CHAVEZ, CESAR 1927-1993
LABOR LEADER; FOUNDER AND PRESIDENT OF THE UNITED FARM WORKERS OF AMERICA
Migrant Years
The son of Mexican immigrants, Cesar Chavez saw his parents lose their small farm in Yuma, Arizona, in the late 1930s. With no other possibilities, the family headed for California and joined the ranks of migrant workers traveling throughout the state picking such crops as apricots, figs, grapes, lettuce, peas, or tomatoes. But once knowing the independence of owning a farm, the Chavez family was not as docile as many other field laborers. Chavez remembered: "We were probably one of the strikingest families in California, the first ones to leave the fields if anyone shouted Huelga (Spanish for strike)!" The migratory life was hard on the young Chavez; constant travel made education difficult, and many of the Anglo teachers openly disdained such children. Together, these factors forced Chavez to drop out of school after the end of the eighth grade. Wishing to get off the land, he joined the navy during World War II, but racism kept him in menial jobs. Out of the service in 1946, Chavez returned to the only life he knew—migrant farm work in Delano, California (in the state's Central Valley).
Early Organizing
In 1952 Chavez landed a job in a San Jose lumberyard, and he and his young family took up residence in Sal Si Puedes (get out if you can), the Mexican barrio of the city. Here Chavez was introduced to the ideas of social justice by Father Donald McDonnell and the self-help social-service group, the Community Service Organization (CSO). By the end of that year he was a full-time organizer for the CSO. Just six years later Chavez was appointed its general director. Under his leadership the CSO became the most powerful Mexican-American political organization in the state. While establishing a CSO chapter in Oxnard, California, Chavez became convinced that work issues were most important to the Chicano community. When the CSO rejected his idea of forming a farmworkers union, he broke with the association in 1962.

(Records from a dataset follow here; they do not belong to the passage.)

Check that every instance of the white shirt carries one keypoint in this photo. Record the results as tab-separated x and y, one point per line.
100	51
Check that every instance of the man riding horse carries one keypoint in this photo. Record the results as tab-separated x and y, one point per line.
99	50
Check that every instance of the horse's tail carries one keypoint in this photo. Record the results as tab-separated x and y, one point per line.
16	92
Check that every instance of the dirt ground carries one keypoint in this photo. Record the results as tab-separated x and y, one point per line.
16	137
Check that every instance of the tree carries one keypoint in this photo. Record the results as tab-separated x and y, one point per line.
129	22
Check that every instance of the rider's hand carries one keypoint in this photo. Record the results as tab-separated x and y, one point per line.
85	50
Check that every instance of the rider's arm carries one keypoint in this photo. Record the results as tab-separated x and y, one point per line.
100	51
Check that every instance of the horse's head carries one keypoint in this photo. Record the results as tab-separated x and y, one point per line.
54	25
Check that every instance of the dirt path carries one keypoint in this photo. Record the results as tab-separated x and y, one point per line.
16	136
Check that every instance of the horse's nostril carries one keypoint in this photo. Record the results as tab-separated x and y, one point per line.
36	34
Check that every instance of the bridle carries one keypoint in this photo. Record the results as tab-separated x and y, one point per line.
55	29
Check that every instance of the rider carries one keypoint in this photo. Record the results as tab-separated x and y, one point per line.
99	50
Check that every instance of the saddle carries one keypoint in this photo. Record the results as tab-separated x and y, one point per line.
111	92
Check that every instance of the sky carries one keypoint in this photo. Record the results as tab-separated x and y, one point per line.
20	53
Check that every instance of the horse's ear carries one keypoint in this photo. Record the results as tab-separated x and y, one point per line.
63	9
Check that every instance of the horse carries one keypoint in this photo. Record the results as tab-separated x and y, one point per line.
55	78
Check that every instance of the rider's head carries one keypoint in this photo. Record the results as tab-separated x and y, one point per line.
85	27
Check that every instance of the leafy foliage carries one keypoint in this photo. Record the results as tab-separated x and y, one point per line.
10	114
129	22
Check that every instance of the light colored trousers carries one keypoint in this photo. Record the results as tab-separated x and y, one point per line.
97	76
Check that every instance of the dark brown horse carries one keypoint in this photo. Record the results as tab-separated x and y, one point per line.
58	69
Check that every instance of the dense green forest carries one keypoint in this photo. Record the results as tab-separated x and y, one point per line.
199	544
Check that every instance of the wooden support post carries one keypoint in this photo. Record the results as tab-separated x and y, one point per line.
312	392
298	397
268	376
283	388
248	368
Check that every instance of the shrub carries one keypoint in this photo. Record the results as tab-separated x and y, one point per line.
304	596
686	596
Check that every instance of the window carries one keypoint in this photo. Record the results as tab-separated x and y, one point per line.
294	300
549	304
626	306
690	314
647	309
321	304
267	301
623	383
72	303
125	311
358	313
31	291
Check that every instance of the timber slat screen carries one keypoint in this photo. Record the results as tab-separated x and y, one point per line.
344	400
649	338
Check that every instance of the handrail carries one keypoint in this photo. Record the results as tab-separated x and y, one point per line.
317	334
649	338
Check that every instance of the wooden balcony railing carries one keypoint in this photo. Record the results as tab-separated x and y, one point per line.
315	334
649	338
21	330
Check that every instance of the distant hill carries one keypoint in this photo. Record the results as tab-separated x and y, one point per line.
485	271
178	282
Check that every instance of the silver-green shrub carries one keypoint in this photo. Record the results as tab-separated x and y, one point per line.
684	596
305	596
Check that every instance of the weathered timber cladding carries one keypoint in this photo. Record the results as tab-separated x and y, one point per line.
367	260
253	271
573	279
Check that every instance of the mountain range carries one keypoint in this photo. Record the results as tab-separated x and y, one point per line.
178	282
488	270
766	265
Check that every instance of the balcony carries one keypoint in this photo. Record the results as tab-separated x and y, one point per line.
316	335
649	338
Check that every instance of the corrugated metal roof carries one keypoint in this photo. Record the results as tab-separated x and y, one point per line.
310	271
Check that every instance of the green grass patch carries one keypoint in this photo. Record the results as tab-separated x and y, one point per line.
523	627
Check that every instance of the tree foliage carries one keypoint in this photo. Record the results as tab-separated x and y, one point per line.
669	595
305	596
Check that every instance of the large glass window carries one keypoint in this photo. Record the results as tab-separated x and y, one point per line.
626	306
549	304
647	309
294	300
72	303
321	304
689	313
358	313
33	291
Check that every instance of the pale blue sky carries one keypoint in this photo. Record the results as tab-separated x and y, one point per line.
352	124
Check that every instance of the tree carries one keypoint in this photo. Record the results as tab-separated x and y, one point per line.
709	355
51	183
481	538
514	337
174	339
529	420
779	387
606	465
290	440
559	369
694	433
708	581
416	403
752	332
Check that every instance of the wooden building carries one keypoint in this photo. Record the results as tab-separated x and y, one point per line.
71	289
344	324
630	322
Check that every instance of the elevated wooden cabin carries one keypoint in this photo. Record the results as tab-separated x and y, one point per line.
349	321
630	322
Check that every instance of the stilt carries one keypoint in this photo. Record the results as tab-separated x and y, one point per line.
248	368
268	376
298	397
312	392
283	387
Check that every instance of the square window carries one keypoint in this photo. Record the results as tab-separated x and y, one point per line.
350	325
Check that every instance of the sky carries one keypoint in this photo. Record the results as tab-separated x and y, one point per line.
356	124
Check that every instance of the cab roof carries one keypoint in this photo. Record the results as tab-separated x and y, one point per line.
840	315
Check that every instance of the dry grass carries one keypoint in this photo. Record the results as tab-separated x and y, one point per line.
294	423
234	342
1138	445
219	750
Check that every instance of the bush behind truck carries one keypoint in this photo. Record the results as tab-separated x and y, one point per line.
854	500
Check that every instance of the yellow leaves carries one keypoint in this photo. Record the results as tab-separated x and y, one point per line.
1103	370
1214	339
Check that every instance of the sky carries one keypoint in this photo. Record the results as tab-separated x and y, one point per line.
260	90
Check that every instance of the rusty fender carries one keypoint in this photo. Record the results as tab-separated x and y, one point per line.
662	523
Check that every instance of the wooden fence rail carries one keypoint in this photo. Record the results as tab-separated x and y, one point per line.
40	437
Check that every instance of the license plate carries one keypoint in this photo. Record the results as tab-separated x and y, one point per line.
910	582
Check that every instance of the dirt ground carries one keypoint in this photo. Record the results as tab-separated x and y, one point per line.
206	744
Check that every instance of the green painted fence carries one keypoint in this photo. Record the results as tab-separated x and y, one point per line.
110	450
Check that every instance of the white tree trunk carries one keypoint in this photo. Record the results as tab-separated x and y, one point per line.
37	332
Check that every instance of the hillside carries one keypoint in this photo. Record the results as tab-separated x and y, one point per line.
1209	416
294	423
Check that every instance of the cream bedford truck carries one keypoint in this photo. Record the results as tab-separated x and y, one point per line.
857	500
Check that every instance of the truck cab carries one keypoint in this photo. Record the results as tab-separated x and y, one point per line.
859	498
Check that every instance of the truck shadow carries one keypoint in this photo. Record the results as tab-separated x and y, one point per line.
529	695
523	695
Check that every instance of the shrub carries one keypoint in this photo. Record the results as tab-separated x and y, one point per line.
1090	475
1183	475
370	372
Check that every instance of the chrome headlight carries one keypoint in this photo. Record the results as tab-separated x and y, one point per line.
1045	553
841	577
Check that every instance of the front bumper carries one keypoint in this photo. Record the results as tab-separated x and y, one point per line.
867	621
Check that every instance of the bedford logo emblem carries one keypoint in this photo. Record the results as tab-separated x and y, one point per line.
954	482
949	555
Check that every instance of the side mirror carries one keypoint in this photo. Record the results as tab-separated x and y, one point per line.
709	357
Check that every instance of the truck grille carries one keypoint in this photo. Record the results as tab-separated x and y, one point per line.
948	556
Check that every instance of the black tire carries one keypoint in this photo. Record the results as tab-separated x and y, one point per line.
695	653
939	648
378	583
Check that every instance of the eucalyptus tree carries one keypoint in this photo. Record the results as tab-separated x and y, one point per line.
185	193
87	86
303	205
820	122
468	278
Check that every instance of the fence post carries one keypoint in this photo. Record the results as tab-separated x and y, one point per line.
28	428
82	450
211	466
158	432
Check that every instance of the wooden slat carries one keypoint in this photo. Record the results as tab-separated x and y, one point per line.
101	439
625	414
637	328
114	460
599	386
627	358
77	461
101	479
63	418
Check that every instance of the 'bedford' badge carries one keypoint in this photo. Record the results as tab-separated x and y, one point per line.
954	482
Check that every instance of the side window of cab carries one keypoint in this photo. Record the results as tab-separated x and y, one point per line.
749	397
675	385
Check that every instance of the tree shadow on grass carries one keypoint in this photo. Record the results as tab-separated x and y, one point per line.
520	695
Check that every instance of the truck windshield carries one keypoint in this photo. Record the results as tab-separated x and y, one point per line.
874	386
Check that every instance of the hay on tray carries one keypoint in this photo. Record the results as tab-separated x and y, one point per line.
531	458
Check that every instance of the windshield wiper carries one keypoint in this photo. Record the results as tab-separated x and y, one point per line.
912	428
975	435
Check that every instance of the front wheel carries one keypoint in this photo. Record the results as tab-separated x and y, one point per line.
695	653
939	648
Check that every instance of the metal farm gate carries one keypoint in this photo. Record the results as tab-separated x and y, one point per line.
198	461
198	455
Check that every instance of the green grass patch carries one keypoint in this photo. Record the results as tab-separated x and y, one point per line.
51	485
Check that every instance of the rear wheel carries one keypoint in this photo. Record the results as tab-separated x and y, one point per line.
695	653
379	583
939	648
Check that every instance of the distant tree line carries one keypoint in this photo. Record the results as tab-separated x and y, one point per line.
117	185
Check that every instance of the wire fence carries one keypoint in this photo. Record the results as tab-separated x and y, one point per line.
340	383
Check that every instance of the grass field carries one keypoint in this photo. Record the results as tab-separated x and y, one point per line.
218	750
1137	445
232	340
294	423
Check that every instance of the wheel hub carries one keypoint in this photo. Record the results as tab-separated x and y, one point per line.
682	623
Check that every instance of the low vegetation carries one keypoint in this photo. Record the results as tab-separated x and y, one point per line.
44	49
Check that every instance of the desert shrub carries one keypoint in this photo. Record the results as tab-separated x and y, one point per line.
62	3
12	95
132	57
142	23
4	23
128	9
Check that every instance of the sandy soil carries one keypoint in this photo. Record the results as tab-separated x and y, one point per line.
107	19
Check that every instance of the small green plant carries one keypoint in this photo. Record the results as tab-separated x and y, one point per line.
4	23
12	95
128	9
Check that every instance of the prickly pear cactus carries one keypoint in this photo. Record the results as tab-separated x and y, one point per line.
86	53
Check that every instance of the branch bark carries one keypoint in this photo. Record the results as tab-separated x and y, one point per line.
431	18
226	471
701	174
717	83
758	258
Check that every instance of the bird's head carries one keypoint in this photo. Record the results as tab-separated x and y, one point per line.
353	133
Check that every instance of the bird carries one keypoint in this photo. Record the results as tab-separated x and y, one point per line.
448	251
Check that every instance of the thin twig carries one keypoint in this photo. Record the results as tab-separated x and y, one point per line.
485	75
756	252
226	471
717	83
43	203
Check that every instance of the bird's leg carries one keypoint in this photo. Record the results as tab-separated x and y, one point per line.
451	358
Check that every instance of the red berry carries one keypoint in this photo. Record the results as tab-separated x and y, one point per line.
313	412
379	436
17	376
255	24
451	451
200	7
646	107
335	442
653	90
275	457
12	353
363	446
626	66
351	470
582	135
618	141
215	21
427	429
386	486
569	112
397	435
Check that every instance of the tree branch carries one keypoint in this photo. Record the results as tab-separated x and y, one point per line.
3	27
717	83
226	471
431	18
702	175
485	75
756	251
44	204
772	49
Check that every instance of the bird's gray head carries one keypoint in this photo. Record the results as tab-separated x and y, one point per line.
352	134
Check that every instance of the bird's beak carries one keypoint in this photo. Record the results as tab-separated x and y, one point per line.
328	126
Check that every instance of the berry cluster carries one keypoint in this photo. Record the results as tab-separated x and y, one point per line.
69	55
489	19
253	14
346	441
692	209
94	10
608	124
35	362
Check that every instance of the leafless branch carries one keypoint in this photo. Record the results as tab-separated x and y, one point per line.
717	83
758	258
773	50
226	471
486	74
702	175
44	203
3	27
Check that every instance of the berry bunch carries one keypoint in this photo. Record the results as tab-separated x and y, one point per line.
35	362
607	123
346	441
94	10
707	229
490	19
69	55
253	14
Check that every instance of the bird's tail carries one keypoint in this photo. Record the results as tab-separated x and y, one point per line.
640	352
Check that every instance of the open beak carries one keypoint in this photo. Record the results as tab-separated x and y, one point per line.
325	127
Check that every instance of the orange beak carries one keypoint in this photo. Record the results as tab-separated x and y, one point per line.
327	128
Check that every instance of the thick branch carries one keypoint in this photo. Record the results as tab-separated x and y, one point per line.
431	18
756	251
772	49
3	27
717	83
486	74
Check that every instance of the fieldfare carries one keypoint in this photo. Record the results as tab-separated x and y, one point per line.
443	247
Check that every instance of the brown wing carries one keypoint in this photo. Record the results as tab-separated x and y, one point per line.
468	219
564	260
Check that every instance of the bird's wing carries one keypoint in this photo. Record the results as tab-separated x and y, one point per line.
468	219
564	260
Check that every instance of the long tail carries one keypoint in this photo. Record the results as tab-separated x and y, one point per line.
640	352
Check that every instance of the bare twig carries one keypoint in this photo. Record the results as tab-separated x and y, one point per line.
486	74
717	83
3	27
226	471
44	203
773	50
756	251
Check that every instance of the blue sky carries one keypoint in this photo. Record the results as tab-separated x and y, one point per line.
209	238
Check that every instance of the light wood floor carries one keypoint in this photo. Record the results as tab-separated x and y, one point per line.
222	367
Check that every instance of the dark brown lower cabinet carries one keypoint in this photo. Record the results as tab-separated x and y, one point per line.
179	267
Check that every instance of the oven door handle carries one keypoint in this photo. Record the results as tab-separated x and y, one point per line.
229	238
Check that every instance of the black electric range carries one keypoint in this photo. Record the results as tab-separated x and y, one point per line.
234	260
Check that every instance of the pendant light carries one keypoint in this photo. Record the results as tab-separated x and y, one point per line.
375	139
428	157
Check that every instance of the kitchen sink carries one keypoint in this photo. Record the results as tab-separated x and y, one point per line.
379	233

National Farm Workers to United Farm Workers
Now thirty-five years old, Chavez created the National Farm Workers Association (NFWA). After three years of organizing, he led his small union to strike in a show of solidarity for Filipino grape pickers in September 1965. This Delano strike soon spread from its origins against table-grape growers to include many of California's leading wineries, and Chavez's use of nonviolent tactics brought the conflict national attention. Because traditional picketing could not keep scabs out of the fields, Chavez adopted another strategy—the economic boycott. To keep his movement in the public eye, Chavez staged a grueling three-hundred-mile march from Delano to Sacramento, and later he fasted for three weeks to rededicate the union to nonviolence. In 1966 his NFWA merged with an AFL-CIO affiliate to establish the United Farm Workers Organizing Committee (UFWOC). After five years of struggle the economic impact of the boycott pressured the growers to settle. The UFWOC obtained contracts with twenty-six growers; this accounted for nearly two-thirds of the California grape crop.
Aftermath
Soon after his victory over the grape growers Chavez again employed the boycott against lettuce growers who were using nonunion labor. Here he attained only limited success, however, largely because the Teamsters were now competing with the UFWOC (in 1972 the AFL-CIO upgraded its status from an organizing committee to a full-fledged affiliate, the United Farm Workers of America) for members. From 1972 to 1974 membership dwindled from nearly sixty thousand to only five thousand. But Chavez continued to work long hours for La Causa (as the farmworkers' movement became called), and his efforts were rewarded. From 1964 to 1980 real wages of California migrant workers increased 70 percent, health-care benefits were provided, and a formal grievance procedure was established. By 1975 he also helped obtain passage of the country's first agricultural-labor-relations act in California. This legislation guaranteed farm laborers the right to organize and bargain collectively. Although membership was up again by the 1980s, the UFWs star seemed to be fading. Yet Cesar Chavez remained important; he had organized the once-thought-unorganizable migrant Mexican-American farmworkers, brought them national attention, and won for them the rights enjoyed by other American workers.
Sources:
Cletus Daniel, "Cesar Chavez and the Unionization of California Farm Workers," in Labor Leaders in America, edited by Melvyn Dubofsky and Warren Van Tine (Urbana & Chicago: University of Illinois Press, 1987);
Dick Meister and Anne Loftis, A Long Time in Coming: The Struggle to Unionize America's Farm Workers (New York: St. Martin's Press, 1977).